It’s beginning to look a lot like Christmas—a Franciscan Christmas—that is, at St. Francis Seraph Church in Over-the-Rhine. Thanks to Tim Sucher, along with plenty of help that includes his cousins, Jean Brown and Chip Hausfeld, the joy and wonder of the season can be experienced by visitors starting Nov. 25, the day after Thanksgiving.
Inside the church, you’ll find an inspiring collection of Nativity scenes from around the world, the charming Dickens Village and a cheery Santa Claus display. It’s a change of venue for the village and Santas, said Tim, noting that they were previously located in St. Francis Seraph Friary, but moved to the church this year for the sake of guest convenience.

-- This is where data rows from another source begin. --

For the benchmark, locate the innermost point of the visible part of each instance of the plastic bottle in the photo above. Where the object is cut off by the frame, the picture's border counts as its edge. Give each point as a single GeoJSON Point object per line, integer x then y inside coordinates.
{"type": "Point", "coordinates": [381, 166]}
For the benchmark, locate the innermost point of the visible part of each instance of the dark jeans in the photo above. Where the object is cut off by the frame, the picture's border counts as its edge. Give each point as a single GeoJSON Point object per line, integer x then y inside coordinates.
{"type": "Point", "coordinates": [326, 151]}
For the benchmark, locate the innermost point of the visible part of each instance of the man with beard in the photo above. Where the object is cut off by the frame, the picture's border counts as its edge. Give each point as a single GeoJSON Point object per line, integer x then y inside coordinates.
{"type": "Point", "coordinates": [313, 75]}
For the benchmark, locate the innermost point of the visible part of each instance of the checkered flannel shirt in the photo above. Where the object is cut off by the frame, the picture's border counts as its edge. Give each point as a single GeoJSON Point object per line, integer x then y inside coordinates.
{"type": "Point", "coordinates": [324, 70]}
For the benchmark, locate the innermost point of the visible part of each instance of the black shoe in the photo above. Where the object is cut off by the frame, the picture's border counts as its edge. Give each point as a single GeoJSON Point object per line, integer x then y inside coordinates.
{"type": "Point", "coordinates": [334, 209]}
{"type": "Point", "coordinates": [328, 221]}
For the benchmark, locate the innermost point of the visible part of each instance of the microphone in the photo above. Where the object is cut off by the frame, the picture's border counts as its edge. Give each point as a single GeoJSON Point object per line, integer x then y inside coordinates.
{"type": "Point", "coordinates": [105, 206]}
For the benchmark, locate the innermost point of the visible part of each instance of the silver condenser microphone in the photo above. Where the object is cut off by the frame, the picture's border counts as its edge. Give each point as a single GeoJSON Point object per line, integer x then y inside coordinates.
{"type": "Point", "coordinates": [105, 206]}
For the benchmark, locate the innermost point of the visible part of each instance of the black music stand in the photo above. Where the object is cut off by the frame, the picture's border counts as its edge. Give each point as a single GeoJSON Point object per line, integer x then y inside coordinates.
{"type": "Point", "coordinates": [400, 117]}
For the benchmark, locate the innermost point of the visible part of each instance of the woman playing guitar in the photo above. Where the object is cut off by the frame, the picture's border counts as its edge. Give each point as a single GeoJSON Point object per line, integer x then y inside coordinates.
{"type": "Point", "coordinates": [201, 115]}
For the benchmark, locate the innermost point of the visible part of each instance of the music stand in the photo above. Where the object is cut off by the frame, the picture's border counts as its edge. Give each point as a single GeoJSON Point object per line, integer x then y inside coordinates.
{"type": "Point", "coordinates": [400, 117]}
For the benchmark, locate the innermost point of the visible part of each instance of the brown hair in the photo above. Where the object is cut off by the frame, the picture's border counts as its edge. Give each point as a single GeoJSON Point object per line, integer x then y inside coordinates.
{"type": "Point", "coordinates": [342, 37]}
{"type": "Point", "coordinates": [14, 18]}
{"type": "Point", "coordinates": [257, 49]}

Preparations for “A Franciscan Christmas” actually began before Halloween this year, Tim said, as a group of parishioners and neighbors helped assemble shelves for the display and set up the stable for the Live Nativity in the courtyard. Throughout November, Jean, a faithful holiday helper for a dozen years now, has been assisting with unpacking and setting up decorations, adding what Tim describes as her “artistic flair” to the process. Chip, who handles maintenance at St. Francis Seraph, has also made himself indispensable, contributing his carpentry and electrical skills.
“I love helping with this,” Jean said. “We share ideas and really collaborate on making everything look beautiful.”
Tim’s love for the Christmas season goes back to his childhood and the example of his father, who grew up in a home wrought with alcoholism that worsened over the holidays. “When he got married and had his own family, my father wanted to make sure that Christmas was always a very special time for us,” Tim explained. “He was quite the Christmas buff.”
Jean said her involvement with “A Franciscan Christmas” inspires her throughout the holidays. “It has become such a tradition for our family and really keeps us connected. My son brings his children,” she said. “It helps keep your eye on what Christmas is all about: not the presents, but the presence, and the wonder of our Lord being born.”